いずれも、メーカーや商品によって価格は大きく異なります。なお、犬の健康のためには、なるべくヒューマングレード(人間の食事と同等の品質)のものがおすすめです。

首輪・ハーネス

犬は散歩に出掛けるようになると、首輪やハーネスが必要になります。
天候が悪いときに散歩をすることが多い場合は、水濡れに強いものを、散歩の際に首輪やハーネスの装着を嫌がる場合は、ワンタッチで装着できるものを選ぶといいでしょう。

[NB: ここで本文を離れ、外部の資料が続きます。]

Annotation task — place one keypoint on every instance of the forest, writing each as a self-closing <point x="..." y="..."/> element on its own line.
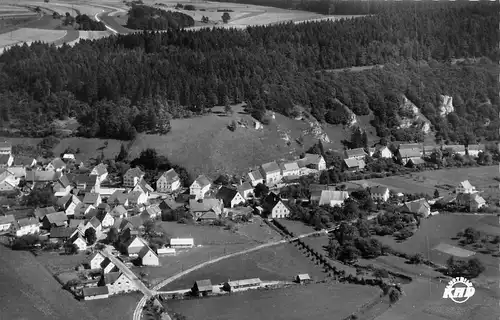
<point x="122" y="85"/>
<point x="141" y="17"/>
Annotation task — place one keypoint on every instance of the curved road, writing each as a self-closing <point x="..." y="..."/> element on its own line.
<point x="142" y="302"/>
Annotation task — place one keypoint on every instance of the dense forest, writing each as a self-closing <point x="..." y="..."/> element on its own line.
<point x="141" y="17"/>
<point x="121" y="85"/>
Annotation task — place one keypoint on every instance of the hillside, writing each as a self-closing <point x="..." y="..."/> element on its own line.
<point x="30" y="292"/>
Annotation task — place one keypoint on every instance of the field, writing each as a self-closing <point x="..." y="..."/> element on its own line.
<point x="315" y="301"/>
<point x="30" y="292"/>
<point x="281" y="262"/>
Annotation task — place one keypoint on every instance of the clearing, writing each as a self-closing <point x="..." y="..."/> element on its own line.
<point x="314" y="301"/>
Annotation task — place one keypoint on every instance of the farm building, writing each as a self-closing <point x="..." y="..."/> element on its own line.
<point x="93" y="293"/>
<point x="202" y="288"/>
<point x="181" y="242"/>
<point x="303" y="278"/>
<point x="233" y="286"/>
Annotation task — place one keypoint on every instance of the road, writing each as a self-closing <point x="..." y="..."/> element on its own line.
<point x="142" y="302"/>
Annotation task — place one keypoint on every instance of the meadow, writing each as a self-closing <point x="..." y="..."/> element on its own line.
<point x="314" y="301"/>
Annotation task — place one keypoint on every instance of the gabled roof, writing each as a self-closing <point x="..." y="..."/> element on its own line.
<point x="270" y="167"/>
<point x="91" y="197"/>
<point x="202" y="181"/>
<point x="255" y="175"/>
<point x="135" y="172"/>
<point x="170" y="176"/>
<point x="358" y="152"/>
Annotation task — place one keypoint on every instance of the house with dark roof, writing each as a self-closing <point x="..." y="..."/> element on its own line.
<point x="230" y="197"/>
<point x="132" y="177"/>
<point x="274" y="208"/>
<point x="206" y="209"/>
<point x="271" y="172"/>
<point x="200" y="187"/>
<point x="169" y="181"/>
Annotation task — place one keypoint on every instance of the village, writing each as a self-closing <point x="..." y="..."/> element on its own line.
<point x="116" y="224"/>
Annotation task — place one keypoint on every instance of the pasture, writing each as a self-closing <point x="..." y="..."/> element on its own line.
<point x="314" y="301"/>
<point x="282" y="262"/>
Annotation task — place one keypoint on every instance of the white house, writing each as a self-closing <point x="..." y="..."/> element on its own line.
<point x="200" y="187"/>
<point x="271" y="172"/>
<point x="379" y="193"/>
<point x="181" y="242"/>
<point x="169" y="181"/>
<point x="465" y="187"/>
<point x="132" y="177"/>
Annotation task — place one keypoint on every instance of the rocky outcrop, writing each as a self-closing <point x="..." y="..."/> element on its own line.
<point x="446" y="106"/>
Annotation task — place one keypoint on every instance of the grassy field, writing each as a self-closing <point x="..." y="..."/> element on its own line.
<point x="281" y="262"/>
<point x="30" y="292"/>
<point x="315" y="301"/>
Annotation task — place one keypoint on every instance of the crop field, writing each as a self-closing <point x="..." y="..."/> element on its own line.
<point x="282" y="262"/>
<point x="314" y="301"/>
<point x="30" y="292"/>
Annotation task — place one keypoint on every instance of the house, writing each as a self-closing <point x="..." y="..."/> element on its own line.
<point x="56" y="165"/>
<point x="118" y="282"/>
<point x="354" y="165"/>
<point x="134" y="245"/>
<point x="7" y="223"/>
<point x="40" y="213"/>
<point x="290" y="169"/>
<point x="230" y="197"/>
<point x="62" y="186"/>
<point x="202" y="288"/>
<point x="106" y="219"/>
<point x="169" y="181"/>
<point x="143" y="187"/>
<point x="315" y="161"/>
<point x="27" y="226"/>
<point x="303" y="278"/>
<point x="132" y="177"/>
<point x="238" y="285"/>
<point x="473" y="150"/>
<point x="148" y="257"/>
<point x="206" y="209"/>
<point x="407" y="154"/>
<point x="420" y="207"/>
<point x="55" y="219"/>
<point x="118" y="212"/>
<point x="137" y="198"/>
<point x="119" y="198"/>
<point x="200" y="187"/>
<point x="94" y="293"/>
<point x="473" y="201"/>
<point x="358" y="154"/>
<point x="255" y="178"/>
<point x="78" y="240"/>
<point x="379" y="193"/>
<point x="6" y="160"/>
<point x="332" y="198"/>
<point x="274" y="207"/>
<point x="465" y="187"/>
<point x="5" y="147"/>
<point x="92" y="198"/>
<point x="271" y="172"/>
<point x="246" y="190"/>
<point x="181" y="243"/>
<point x="101" y="171"/>
<point x="96" y="260"/>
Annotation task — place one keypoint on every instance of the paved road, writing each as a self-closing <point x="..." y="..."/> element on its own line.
<point x="142" y="302"/>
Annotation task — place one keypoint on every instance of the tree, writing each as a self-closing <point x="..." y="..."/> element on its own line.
<point x="90" y="236"/>
<point x="226" y="17"/>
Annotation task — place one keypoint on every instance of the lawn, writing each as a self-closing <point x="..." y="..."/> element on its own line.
<point x="30" y="292"/>
<point x="315" y="301"/>
<point x="281" y="262"/>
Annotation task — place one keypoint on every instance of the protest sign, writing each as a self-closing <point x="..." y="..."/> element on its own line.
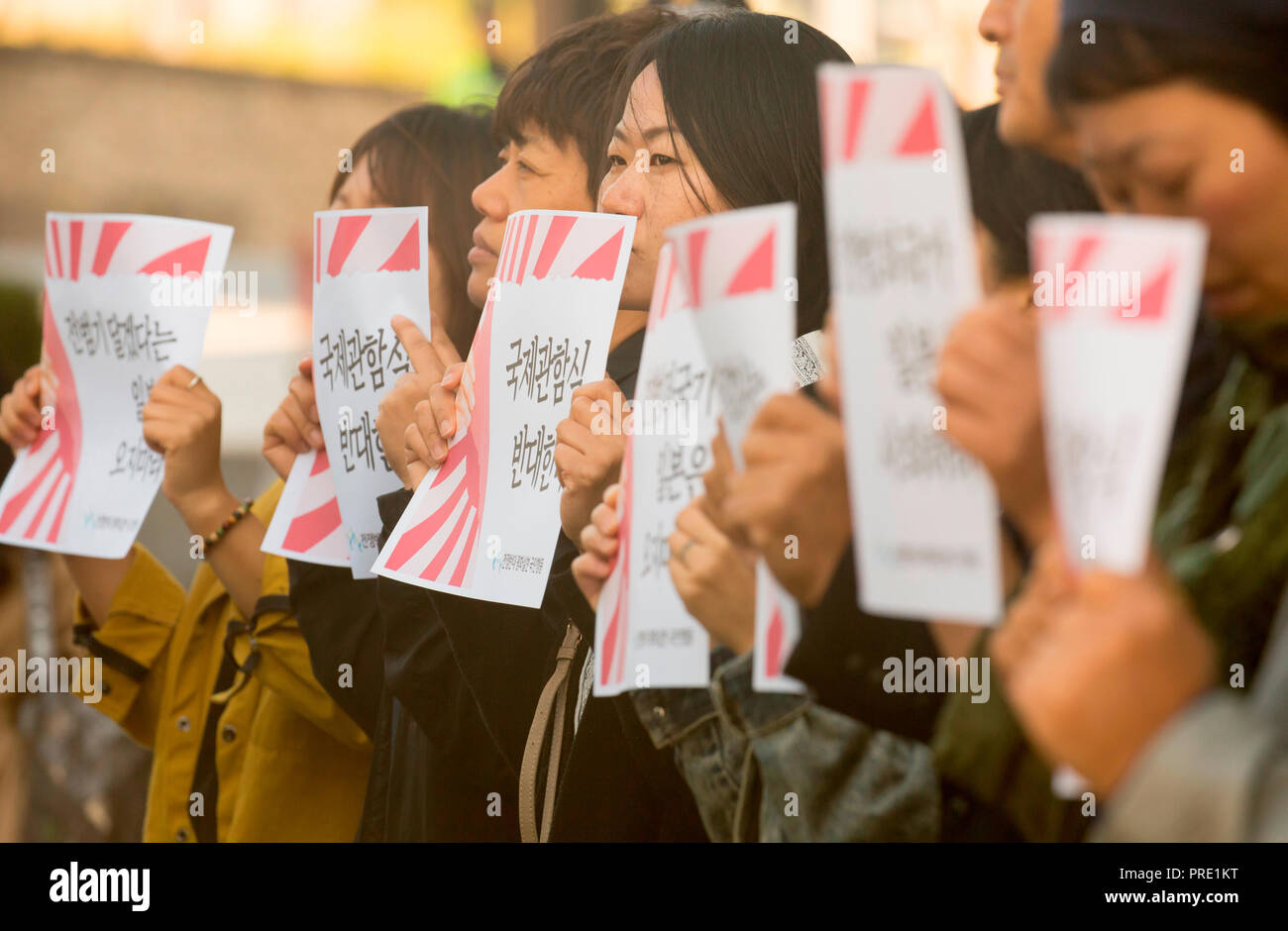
<point x="902" y="254"/>
<point x="127" y="299"/>
<point x="368" y="266"/>
<point x="738" y="269"/>
<point x="484" y="524"/>
<point x="1117" y="299"/>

また、首輪のサイズは、首と首輪のあいだに、指2本分が入るくらいのものがおすすめです。

サークル・ケージ

サークルやケージは、犬が安全に遊んだり休んだりできるスペースを作るためのアイテムです。天井のないタイプをサークル天井のあるものをケージといい、トイレトレーニングや留守番の際にも役立ちます。サークルは、後から拡張できるタイプがあり、体の成長など状況に応じて使い方を変えやすいのが特徴です。一方、ケージは、天井があるため脱走の心配がないほか、落下物から犬を守ることができます。

なお、サークルやケージのサイズは、犬の大きさや設置する場所の広さに合わせて選ぶことをおすすめします。

トイレトレー・トイレシーツ

犬のトイレトレーとトイレシーツは、室内で排泄するための必須アイテムです。トイレトレーニングやいたずら防止のためにも、トイレ用品は必ず用意しましょう。

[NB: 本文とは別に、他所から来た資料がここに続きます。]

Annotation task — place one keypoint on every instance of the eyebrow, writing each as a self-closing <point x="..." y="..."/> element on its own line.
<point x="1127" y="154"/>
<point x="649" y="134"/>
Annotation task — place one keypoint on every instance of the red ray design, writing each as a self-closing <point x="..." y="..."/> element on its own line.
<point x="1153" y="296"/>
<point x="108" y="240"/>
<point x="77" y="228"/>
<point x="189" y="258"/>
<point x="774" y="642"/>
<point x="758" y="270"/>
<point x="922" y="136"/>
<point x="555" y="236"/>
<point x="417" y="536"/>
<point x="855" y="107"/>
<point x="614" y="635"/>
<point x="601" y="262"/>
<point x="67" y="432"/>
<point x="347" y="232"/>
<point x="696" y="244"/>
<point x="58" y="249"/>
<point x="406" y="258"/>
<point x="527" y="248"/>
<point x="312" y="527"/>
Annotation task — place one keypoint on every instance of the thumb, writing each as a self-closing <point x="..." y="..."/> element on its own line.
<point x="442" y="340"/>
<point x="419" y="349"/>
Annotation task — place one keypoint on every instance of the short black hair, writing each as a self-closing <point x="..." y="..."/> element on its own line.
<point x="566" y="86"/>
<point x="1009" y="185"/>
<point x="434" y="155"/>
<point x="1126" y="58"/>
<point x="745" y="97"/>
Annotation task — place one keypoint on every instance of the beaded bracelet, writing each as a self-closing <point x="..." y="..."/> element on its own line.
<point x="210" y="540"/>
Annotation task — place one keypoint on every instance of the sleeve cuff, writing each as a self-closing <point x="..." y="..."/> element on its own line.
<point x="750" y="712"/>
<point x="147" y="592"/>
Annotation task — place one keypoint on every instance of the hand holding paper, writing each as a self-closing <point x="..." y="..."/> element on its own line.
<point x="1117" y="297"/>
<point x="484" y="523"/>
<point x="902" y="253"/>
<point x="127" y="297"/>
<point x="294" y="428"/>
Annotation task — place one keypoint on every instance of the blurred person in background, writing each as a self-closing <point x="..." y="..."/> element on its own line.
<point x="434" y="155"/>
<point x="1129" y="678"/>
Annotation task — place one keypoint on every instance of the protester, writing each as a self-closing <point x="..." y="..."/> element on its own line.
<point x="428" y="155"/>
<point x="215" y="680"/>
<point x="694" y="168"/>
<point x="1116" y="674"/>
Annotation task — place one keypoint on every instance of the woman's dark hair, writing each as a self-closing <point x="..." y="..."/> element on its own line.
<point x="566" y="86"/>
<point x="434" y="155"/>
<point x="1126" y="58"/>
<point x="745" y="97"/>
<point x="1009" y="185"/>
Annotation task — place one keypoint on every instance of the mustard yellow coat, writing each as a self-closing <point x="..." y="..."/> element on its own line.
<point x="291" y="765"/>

トイレトレーの種類はさまざまで、フラットな形状のものやはみ出し防止形状のものなどがありますが、いずれも網の下に使い捨てのトイレシーツを敷いて使用します。
なお、初めて購入する際は、フラットな形状がおすすめです。また、トイレトレーは犬の大きさや設置する場所の広さ、使用目的に合わせてサイズを選ぶことをおすすめします。

食器類

食器類は、犬の体格や口の大きさに合わせて、最適なものを選ぶことがポイントで、フード用水用の2種類を用意します。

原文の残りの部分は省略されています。